Restorandan apar topar çıkınca
hemen işe dönmek istemedi. Büyük güzel arabasına kuruldu. Sokaklarda dolaşmaya
başladı. Aslında diğer günlerden farkı yoktu; memnuniyetsizdi ve kızgın, her
zaman olduğu gibi. Etrafındaki her şey derin bir çukur. Her gün giriyordu bu
çukurlara; gün boyu debeleniyor ve daha çok batıyordu. Günün sonunda yorgun,
yılmış, kızgın bir adam olarak dönüyordu eve. Ona hiç bir şey yapamıyordu
kimse. Çünkü o mutsuz bir adamdı.
Kavşağa geldi trafik
ışıklarını beklemeye başladı. Belediye otobüsü yanında durdu. Otobüsün içi
insan istifiydi. Daha önce bir otobüsün içine bakmış mıydı hiç? Bu da ilk kez
bugün oluyordu. Zorla tıkıştırılmışlardı otobüse ve ölmeyi bekliyorlardı sanki.

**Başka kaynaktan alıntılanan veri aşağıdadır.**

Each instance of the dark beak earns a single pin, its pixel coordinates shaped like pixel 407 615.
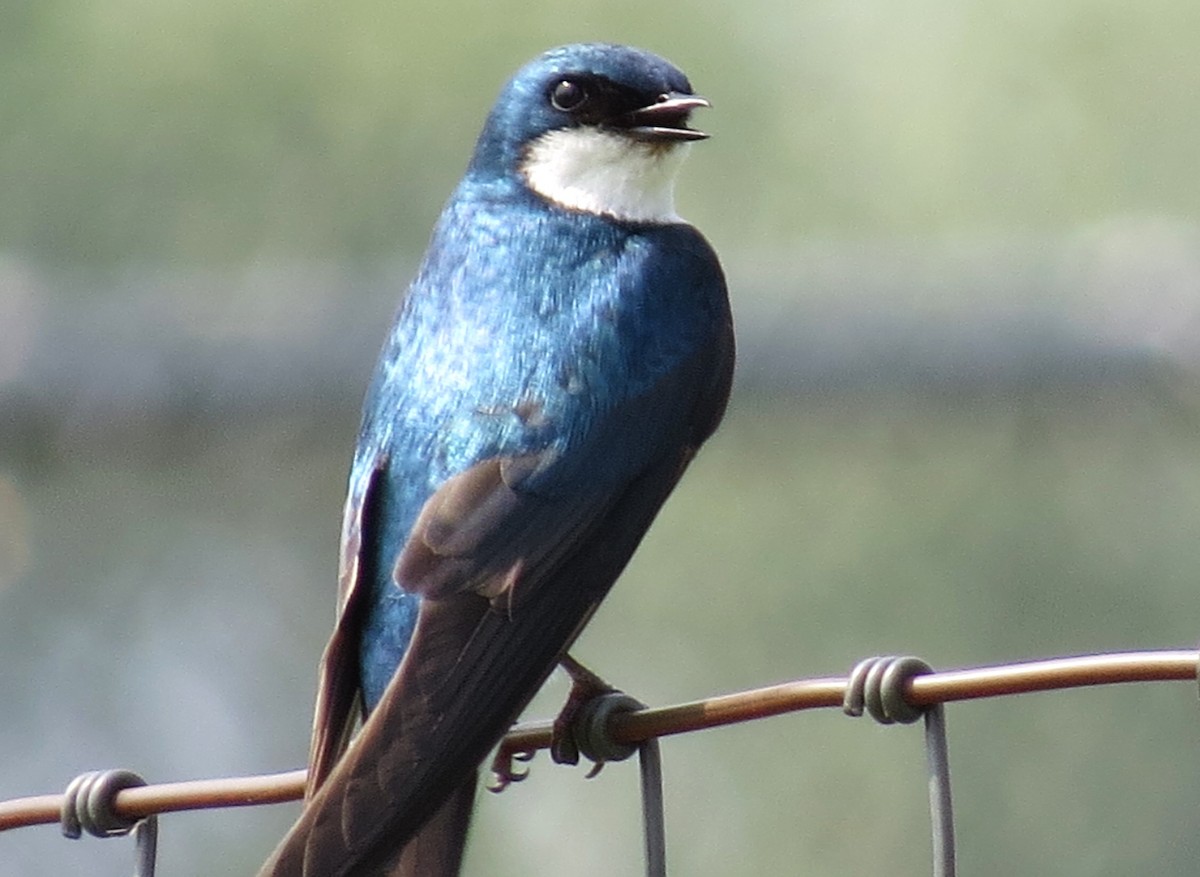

Bezgin ve ürkek suratları görmekten, üstüne akan donuk bakışlardan pek rahatsız
oldu. Madem dolu niye biniyorsunuz. İnsanlar da bir tuhaf, hem yaparlar
hem de vah tüh derler. Ağır bir yük taşıyor gibi çöküktü insanların
omuzları. Fakat bundan gocunmuyorlardı. Onlarda bir şey vardı, bir güç. Sihir,
ya da büyülenmiş gibilerdi. Hayatta tutan şey de bu olmalıydı. Omuzlarındaki
yük, ayakta gitmek ve hatta tıkış tepiş bir otobüse binmek, onları isyan
ettirmiyordu. Otobüse her gün binmeye devam ediyorlardı, inanılmazdı bu! Derken
arabanın boyundan daha kısa bir çocuk camın dibinde beliriverdi. Bir satıcı
çocuklar eksikti! Çocuk hızlı bir el hareketiyle elindekini cama
uzattı. Duru bir sesle, “hepsini sattım bu kaldı, alır mısın abi?” Dedi.
Etrafa hare hare
bir öfke dalgası yayıldı o sırada. Dalga yayılıyor fakat ne var ki Emsal’i
es geçiyordu. Çocuğun yüzü ay kadar berraktı ama bir yandan da gecenin kendisi
gibi karanlıktı. Hem güzelceydi hem de soysuz. Sokak hayvanlarındaki tuhaf
dinginlik vardı çocuğun halinde. İnce bacaklarındaysa vahşi ormanda koşan küçük
hayvanların diriliği.
Çocuktan kalemi satın aldı. Bunu ilk kez
yapıyordu. Sokaktaki çocuktan kalem almak… Öyle şaşırdı ki kendisine, bu
duruma nasıl geldiğini bile anlayacak zamanı olmadı. İşte tam o sırada birden,
bambaşka bir şey hissetti. Çocuğun yanağındaki goncayı da o zaman gördü. O
goncayı açtıran Emsal’di, çocuğu sevindirmişti.
Arabasını sağa çekip onu
izlemeye başladı. Bu da ilk kez oluyordu. Bu çocuğun başka bir havası vardı.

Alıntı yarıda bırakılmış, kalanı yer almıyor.